The film has absolutely nothing new to offer: some corny romance built on zero chemistry but lots of sexually liberated fun, half a dozen song montages that offer a faster plot pace than the jarringly slow drama, and a wholly predictable happy ending. The lyrics and wordplay range from plain bad to simply atrocious (“Iski uski kaun kiski yaaran da imaan whisky/ Uspe chicken ho to hor wadhiya” to “makkhan sirf khaaya jaata hai, lagaya nahi jaata.”) The film is obviously put together as a family entertainer (apart from all the premarital sex, we’re guessing) and to that end it tries very hard. There are plenty of Delhi-Chennai cross-cultural fires that Krish and Ananya keep dousing all over the place, but unlike that other entertaining cross-cultural caper Vicky Donor, 2 States can’t help but use every stereotype in the book, and ends up turning them into broad and cringe-worthy caricatures.
The second half documents languorously the labours of love, as they both try to woo each other’s families. A whole lot of bickering, bantering and emotional atyachar later, the film manages to parody the general cultural bloopers within the two communities (racism and dowry for Punjabis and sullen pretentiousness for the Tamilians) without eliciting more than a handful of stray sniggers from the audience.
The young actors can only do so much with this “adapted screenplay”. Kapoor is your cheap knockoff of Abhishek Bachchan and watching him struggle to emote anything but a puppy-dog, cry-baby face will be yet another Herculean task for you.
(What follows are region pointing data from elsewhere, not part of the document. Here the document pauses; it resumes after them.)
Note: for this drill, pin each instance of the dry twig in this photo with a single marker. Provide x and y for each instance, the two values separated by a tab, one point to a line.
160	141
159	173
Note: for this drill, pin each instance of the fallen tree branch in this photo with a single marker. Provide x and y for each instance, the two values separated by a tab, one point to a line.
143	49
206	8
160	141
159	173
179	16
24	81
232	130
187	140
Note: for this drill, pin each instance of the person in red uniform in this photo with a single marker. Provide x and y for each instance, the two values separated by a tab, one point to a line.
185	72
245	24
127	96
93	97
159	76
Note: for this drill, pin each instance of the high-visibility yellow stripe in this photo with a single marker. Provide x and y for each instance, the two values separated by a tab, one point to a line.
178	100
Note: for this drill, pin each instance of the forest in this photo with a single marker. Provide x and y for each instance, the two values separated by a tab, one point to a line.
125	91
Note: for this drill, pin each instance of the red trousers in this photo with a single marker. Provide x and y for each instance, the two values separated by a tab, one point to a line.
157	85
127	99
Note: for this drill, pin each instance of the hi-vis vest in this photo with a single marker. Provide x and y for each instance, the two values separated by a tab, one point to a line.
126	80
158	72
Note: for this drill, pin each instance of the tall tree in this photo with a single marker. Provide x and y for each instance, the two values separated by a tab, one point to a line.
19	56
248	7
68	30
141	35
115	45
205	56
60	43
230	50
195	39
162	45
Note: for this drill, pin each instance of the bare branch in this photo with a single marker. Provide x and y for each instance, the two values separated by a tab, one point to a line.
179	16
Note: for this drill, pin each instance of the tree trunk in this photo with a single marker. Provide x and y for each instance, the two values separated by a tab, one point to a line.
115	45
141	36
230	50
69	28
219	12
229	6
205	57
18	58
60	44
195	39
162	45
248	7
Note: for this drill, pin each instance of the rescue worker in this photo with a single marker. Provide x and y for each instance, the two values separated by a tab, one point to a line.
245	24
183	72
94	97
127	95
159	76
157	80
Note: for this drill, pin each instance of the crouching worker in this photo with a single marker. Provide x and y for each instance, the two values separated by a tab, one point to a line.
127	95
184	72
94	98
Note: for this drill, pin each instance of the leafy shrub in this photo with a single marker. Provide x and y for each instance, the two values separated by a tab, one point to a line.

Bhatt’s halfway decent performance is peppered with the odd Southern twang and saccharine smiles from time to time.
The parents, on the other hand, fare much better; Ronit Roy does yet another angry old drunkard man with aplomb, while Revathy is all restrained grace. Apart from lovers of Karan Johar’s trademark overarching narrative, conventional visual style, high doses of insipid drama and odd moments of comedy, 2 States is a complete waste of time and patience. Can’t argue with the fact that the film has been marketed well enough to be a box-office hit anyway, but it sure isn’t worth your time.